President Donald Trump has said he will sign an executive order to temporarily suspend all immigration to the US because of the coronavirus.
On Twitter, he cited "the attack from the invisible enemy", as he calls the virus, and the need to protect the jobs of Americans, but did not give details.
It was not clear what programmes might be affected and whether the president would be able to carry out the order.
Critics say the government is using the pandemic to crack down on immigration.
Mr Trump's announcement late on Monday comes as the White House also argues the worst of the pandemic is over and the country can begin reopening.

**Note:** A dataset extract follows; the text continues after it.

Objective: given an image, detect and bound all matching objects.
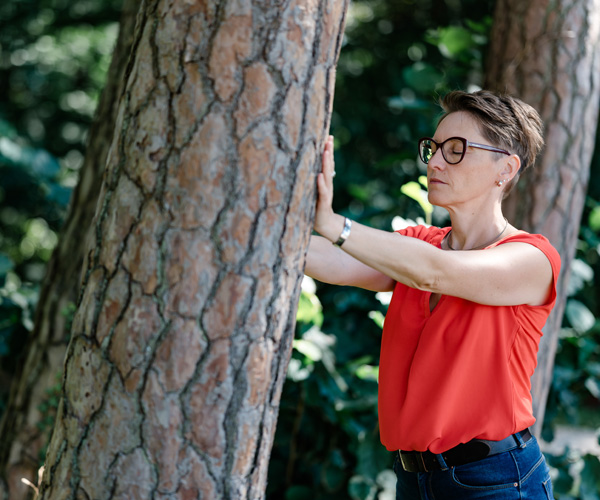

The US has 782,159 confirmed cases of Covid-19 and 41,816 deaths.
The US has already agreed with both Canada and Mexico to extend border restrictions on non-essential travel until at least mid-May.
Travel has also been sharply restricted from Europe and China, though people with temporary work visas, students and business travellers are exempted.
It was not immediately clear who could be affected by Mr Trump's decision. The White House has not commented.
In recent weeks, emergency powers have been used to expel thousands of undocumented migrants on the US border with Mexico. The public health measure lets officials override immigration laws, expediting removal processes.
The reasons behind the move
Donald Trump's efforts at governing by social media should always be taken with a sizable grain of salt. His track record on following through on Twitter directives is decidedly mixed. The details of his temporary ban on all immigration, announced a few hours before midnight on Monday, will shed considerable light on the breadth – and legality – of his actions.
Still, it is no secret that the president, and several key advisors, have long viewed immigration not as a benefit to the nation, but as a drain. And the text of his tweet, that the move is necessary not only to protect the nation's health but also "the jobs of its great American citizens", only emphasizes this.
There is little doubt the proposal, in whatever form it takes, will be vigorously opposed by pro-immigration groups, some business interests and the president's ideological adversaries. That is probably just fine with a man who loves drawing political battle lines and goading his opponents whenever possible.
Four years ago, the president campaigned on an aggressive anti-immigration platform, including a total, if temporary, ban on all Muslims entering the country. Now, with an uphill re-election fight looming, he has found a similarly combative measure to champion.